Sahara intenta ser la gran película de aventuras hollywoodienses del nuevo milenio, a la espera de que Steven Spielberg decida si reactiva o no a Indiana Jones. Pero la historia la relegará a un papel más modesto: Sahara será recordada por ser una de esas películas en cuyo rodaje el protagonista y la protagonista se enamoran en la vida real, una especie de género en si mismo que funciona muy bien desde que Humphrey Bogart y Lauren Bacall empezaron a citarse al acabar las jornadas de filmación de Tener y no tener .

Matthew McConaughey interpreta a un buscador de tesoros antiguos más próximo, por constitución, fortaleza, pericia, atrevimiento y manejo de las armas a cualquier descendiente de James Bond. Penélope Cruz es una doctora que trabaja para la Organización Mundial de la Salud, pero en un momento dado es capaz de disparar un fusil con algo más que pericia y sangre fría y demuestra también su habilidad para los enfrentamientos cuerpo a cuerpo. Entre los dos, asumiendo las funciones bufonescas, está Steve Zahn, un comediante atropellado que necesita dos o tres secuencias para su único lucimiento. Aquí las tiene, pero le hace sombra a Penélope.

Los tres viajan por media Africa, se enfrentan con los soldados de un dictador y con los tuaregs, van en camello, jeep, canoa y en un destartalado avión, destrozan bases secretas y helicópteros y hasta vuelven a la vida los viejos cañones de un barco acorazado que, durante la guerra de secesión, pudo sortear el bloqueo nordista y aparecer, Dios sabe como, nada menos que en Nigeria.

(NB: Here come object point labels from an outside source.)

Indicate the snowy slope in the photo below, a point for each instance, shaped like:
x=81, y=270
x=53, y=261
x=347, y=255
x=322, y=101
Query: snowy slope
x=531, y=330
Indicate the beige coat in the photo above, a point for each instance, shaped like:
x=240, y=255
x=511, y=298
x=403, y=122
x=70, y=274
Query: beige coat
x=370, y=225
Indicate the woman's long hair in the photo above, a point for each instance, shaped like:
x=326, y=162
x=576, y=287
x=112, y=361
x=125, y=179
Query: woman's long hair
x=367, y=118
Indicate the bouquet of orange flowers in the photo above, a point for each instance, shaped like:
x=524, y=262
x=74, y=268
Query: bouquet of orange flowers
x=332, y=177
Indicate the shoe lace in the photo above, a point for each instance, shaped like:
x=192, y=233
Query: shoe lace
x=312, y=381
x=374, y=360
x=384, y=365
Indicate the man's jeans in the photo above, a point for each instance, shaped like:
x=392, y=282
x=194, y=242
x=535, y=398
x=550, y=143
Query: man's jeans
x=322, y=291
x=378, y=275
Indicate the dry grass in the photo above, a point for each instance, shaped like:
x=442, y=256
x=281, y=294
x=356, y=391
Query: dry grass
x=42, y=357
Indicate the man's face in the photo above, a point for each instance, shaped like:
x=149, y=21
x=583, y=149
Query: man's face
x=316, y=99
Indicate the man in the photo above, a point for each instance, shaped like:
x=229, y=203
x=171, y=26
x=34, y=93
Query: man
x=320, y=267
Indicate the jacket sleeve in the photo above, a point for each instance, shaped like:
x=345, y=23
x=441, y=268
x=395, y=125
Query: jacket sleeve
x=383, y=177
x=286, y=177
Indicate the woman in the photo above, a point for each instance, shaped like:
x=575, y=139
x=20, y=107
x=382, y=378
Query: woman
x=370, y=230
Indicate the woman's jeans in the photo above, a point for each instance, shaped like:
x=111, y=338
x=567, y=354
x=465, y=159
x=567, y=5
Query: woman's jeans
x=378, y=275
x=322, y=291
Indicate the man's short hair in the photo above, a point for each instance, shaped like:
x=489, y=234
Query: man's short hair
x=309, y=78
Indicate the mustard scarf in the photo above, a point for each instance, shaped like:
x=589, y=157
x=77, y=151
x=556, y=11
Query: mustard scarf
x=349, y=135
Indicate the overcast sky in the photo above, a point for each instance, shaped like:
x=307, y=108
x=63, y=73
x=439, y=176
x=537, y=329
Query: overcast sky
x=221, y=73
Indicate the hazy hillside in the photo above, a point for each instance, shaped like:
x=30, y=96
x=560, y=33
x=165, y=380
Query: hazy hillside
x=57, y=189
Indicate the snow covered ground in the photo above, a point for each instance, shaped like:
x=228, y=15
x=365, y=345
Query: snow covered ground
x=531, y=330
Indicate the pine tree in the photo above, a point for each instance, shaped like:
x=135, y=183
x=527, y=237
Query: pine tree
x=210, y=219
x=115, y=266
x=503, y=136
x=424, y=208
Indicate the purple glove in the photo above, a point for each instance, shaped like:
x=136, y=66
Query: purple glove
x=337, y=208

La trama, con el tesoro escondido en dicho barco como espoleta que conecta con las pesquisas de la doctora para atajar una epidemia que se extiende de Nigeria a Mali, se limita a acumular una detrás de otra escenas de supuesto impacto. El largometraje tiene algo de broma disconforme, de atropello exagerado y asumido, pero ha costado demasiado para que pueda considerarse un divertimento exótico.